Question

If \( \theta \) is a parameter, then the parametric equations of the circle \[ x^2 + y^2 - 6x + 4y - 3 = 0 \] are given by

• A. \( x = -3 + 4 \cos \theta \) and \( y = -2 + 4 \cos \theta \)
• B. \( x = 3 + 4 \cos \theta \) and \( y = -2 + 4 \sin \theta \)
• C. \( x = 3 + 4 \sin \theta \) and \( y = 2 + 4 \cos \theta \)
• D. \( x = 3 + 4 \cos \theta \) and \( y = 2 + 4 \sin \theta \)

Hint:

To find the parametric equations of a circle, first complete the square to convert the equation into standard form, then use the formula \( x = h + r \cos \theta \) and \( y = k + r \sin \theta \).

Answer 1

The Correct Option is D

Step 1: Completing the square.
To convert the given equation of the circle to a standard form, we complete the square for both \( x \) and \( y \).
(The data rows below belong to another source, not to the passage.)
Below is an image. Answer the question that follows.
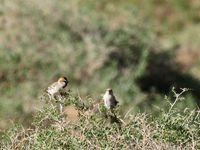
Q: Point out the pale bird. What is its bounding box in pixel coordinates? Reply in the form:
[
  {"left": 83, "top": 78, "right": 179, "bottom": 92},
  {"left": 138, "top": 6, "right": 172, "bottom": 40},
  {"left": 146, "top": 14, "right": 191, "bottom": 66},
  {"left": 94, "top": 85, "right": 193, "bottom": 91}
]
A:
[
  {"left": 47, "top": 77, "right": 68, "bottom": 112},
  {"left": 103, "top": 89, "right": 118, "bottom": 110}
]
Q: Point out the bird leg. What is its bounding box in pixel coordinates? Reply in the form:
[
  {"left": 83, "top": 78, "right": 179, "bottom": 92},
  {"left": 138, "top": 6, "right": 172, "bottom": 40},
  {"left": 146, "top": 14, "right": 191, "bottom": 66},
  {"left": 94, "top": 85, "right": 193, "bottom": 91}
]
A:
[{"left": 58, "top": 95, "right": 64, "bottom": 114}]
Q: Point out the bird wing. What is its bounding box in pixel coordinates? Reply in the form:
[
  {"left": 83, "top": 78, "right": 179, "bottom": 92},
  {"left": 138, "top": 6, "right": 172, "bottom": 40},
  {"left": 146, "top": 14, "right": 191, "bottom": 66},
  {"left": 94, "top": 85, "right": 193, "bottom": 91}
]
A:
[{"left": 112, "top": 96, "right": 119, "bottom": 105}]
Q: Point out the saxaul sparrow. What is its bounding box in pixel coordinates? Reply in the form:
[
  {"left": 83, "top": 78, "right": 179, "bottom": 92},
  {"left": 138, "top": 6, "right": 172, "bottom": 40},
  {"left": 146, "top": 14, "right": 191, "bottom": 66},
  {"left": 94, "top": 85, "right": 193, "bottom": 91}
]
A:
[
  {"left": 103, "top": 89, "right": 118, "bottom": 110},
  {"left": 47, "top": 77, "right": 68, "bottom": 113}
]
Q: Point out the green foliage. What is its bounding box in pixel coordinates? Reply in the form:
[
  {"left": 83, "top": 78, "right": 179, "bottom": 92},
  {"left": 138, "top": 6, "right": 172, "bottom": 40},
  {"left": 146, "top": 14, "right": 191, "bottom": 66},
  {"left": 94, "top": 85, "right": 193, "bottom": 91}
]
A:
[
  {"left": 0, "top": 89, "right": 200, "bottom": 149},
  {"left": 0, "top": 0, "right": 200, "bottom": 131}
]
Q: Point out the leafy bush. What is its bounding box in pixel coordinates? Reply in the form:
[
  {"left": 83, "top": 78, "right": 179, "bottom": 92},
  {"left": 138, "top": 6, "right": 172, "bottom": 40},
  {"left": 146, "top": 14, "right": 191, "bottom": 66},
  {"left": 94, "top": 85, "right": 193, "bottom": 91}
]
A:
[{"left": 0, "top": 89, "right": 200, "bottom": 149}]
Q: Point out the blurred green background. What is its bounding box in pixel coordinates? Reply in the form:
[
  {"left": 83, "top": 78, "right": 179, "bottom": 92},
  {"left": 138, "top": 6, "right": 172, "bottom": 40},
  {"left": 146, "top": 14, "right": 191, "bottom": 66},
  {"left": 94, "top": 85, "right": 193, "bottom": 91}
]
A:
[{"left": 0, "top": 0, "right": 200, "bottom": 128}]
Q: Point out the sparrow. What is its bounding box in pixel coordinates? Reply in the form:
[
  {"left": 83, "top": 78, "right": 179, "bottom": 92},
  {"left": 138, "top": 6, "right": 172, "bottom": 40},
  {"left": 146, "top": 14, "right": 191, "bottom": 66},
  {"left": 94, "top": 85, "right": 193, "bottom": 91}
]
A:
[
  {"left": 47, "top": 77, "right": 68, "bottom": 112},
  {"left": 103, "top": 89, "right": 119, "bottom": 110}
]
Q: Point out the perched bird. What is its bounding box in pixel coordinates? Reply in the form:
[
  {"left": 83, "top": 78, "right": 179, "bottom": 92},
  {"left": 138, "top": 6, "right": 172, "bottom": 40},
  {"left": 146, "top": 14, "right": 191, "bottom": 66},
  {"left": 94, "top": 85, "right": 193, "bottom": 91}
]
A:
[
  {"left": 47, "top": 77, "right": 68, "bottom": 112},
  {"left": 103, "top": 89, "right": 118, "bottom": 110}
]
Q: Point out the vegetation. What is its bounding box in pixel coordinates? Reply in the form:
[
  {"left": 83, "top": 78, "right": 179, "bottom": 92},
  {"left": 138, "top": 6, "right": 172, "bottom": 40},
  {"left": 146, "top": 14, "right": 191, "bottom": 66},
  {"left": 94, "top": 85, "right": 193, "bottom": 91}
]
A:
[
  {"left": 0, "top": 0, "right": 200, "bottom": 149},
  {"left": 0, "top": 89, "right": 200, "bottom": 149}
]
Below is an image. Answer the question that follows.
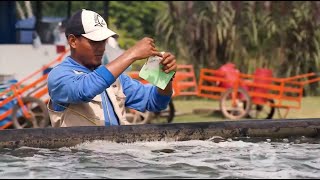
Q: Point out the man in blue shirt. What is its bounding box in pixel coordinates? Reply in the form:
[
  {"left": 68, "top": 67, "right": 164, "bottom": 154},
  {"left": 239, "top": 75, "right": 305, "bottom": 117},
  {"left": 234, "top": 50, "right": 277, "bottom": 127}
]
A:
[{"left": 48, "top": 9, "right": 177, "bottom": 127}]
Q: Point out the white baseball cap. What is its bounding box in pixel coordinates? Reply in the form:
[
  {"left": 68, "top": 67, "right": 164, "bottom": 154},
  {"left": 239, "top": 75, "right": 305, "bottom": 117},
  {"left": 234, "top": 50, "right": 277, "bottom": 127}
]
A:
[{"left": 65, "top": 9, "right": 117, "bottom": 41}]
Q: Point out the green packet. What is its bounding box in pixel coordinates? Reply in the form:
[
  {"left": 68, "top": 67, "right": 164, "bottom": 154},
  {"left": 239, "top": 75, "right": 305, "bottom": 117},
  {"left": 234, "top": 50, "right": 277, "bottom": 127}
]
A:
[{"left": 139, "top": 56, "right": 175, "bottom": 90}]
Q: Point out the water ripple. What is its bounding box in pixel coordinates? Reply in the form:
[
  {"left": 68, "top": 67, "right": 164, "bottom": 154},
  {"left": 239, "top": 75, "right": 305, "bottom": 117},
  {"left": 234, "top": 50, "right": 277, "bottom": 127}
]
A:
[{"left": 0, "top": 140, "right": 320, "bottom": 179}]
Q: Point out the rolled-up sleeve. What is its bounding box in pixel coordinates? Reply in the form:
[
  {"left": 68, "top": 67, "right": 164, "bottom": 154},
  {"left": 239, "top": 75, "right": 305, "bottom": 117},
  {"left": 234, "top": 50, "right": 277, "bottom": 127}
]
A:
[
  {"left": 120, "top": 74, "right": 171, "bottom": 112},
  {"left": 48, "top": 66, "right": 115, "bottom": 104}
]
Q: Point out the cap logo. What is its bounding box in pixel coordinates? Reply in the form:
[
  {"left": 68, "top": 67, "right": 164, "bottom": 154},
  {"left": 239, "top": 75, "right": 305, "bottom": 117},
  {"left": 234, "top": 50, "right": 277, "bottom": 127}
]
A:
[{"left": 94, "top": 13, "right": 106, "bottom": 27}]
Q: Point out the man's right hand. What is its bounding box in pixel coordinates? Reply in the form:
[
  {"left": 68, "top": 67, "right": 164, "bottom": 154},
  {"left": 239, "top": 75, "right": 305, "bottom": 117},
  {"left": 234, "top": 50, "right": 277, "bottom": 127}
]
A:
[
  {"left": 127, "top": 37, "right": 162, "bottom": 61},
  {"left": 105, "top": 37, "right": 162, "bottom": 78}
]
The equation is: \[ x^2 - 6x + y^2 + 4y = 3. \] Completing the square for \( x \) and \( y \), we get: \[ (x - 3)^2 + (y + 2)^2 = 16. \]
Step 2: Standard form of the circle.
The equation is now in the standard form of a circle: \[ (x - 3)^2 + (y + 2)^2 = 4^2, \] which represents a circle with center \( (3, -2) \) and radius 4.
Step 3: Parametric equations.
The parametric equations for a circle with center \( (h, k) \) and radius \( r \) are: \[ x = h + r \cos \theta, \quad y = k + r \sin \theta. \] Substituting \( h = 3 \), \( k = -2 \), and \( r = 4 \), we get: \[ x = 3 + 4 \cos \theta, \quad y = -2 + 4 \sin \theta. \]
Step 4: Conclusion.
Thus, the correct parametric equations are given by option (D).